5. Construire de nouvelles capacités de stockage.
6. Créer des retenuescollinaires dans les hauts de la ville.
7. Diversifier lessources d’alimentation : nouveaux forages, captages améliorés.
8. Sécuriser les aires de captage, notamment au Bras des Citronniers.
9. Mettre en place des interconnexions entre communes de l’Est pour mieux répartir l’eau.
10. Encourager des solutions complémentaires : récupération d’eau de pluie, citernes obligatoires pour les logements collectifs.
"Ces mesures sont réalistes, nécessaires et attendues depuis trop longtemps."
L’eau est une priorité.
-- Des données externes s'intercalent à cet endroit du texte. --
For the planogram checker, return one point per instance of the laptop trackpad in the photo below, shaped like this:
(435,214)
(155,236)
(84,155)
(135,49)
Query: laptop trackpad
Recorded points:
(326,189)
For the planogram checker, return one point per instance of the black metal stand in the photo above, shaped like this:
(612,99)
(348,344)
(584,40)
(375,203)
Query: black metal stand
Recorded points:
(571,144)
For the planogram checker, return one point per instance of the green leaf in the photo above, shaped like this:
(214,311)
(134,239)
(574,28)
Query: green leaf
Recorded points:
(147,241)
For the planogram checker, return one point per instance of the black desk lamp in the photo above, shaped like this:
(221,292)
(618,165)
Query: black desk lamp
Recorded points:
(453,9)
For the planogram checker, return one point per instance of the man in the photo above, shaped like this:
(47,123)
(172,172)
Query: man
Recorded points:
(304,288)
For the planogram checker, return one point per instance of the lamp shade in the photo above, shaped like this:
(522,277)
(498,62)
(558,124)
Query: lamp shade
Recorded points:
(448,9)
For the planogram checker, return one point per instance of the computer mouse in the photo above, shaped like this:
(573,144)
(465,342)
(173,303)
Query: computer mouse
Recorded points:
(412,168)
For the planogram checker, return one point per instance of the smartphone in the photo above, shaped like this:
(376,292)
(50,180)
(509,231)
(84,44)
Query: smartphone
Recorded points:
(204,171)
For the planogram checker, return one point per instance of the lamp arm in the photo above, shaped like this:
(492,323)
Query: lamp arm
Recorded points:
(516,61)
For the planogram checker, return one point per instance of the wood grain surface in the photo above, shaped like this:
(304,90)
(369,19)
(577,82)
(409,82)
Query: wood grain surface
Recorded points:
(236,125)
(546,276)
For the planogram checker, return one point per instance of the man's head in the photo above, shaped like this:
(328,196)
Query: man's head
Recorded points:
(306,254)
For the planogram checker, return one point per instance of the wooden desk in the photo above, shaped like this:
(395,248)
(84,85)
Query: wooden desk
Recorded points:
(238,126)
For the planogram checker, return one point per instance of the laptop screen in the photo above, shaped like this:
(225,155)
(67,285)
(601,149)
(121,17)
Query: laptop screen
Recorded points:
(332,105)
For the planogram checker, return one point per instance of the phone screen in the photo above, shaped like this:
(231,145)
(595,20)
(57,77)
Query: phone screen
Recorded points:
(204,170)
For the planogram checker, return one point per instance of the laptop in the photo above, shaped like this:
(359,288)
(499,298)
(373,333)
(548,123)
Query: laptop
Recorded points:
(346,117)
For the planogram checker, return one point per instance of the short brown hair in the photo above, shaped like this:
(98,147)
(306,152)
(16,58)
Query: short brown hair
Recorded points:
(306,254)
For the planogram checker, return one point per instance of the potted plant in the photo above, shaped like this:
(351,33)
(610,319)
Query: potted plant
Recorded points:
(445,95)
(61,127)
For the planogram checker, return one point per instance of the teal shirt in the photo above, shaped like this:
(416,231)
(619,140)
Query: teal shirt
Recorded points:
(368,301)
Mais elle n’est pas la seule
La crise de l’eau révèle un problème majeur, mais elle s’inscrit dans un contexte plus large: Saint-André doit aussi faire face à des défis graves en matière de sécurité, de grande pauvreté et d’inégalités sociales. La problématique de l’eau est une priorité absolue pour Saint-André, mais, malheureusement, elle n’est pas la seule. Plus que jamais, nous sommes aux côtés des Saint- Andréens.
"Notre engagement est simple: être aux côtés des habitants, avec sérieux et responsabilité"
Il s’agit pour nous de défendre l’intérêt général, agir avec rigueur, rétablir la vérité et proposer des solutions concrètes. Chaque Saint-Andréenne et chaque Saint-Andréen a droit à un service public de qualité. Notre ville mérite mieux que des promesses. Parce qu’il est temps, ensemble, de reconstruire un système fiable et durable.

Vous avez raison Mr Fruteau, les mairies successives n'ont rien fait. Et aujourd'hui par manque d'anticipation nou subi. 2026 pour moin ça sera ERIC
Éric Fruteau a raison, il fallait agir avant. Il fallait anticiper.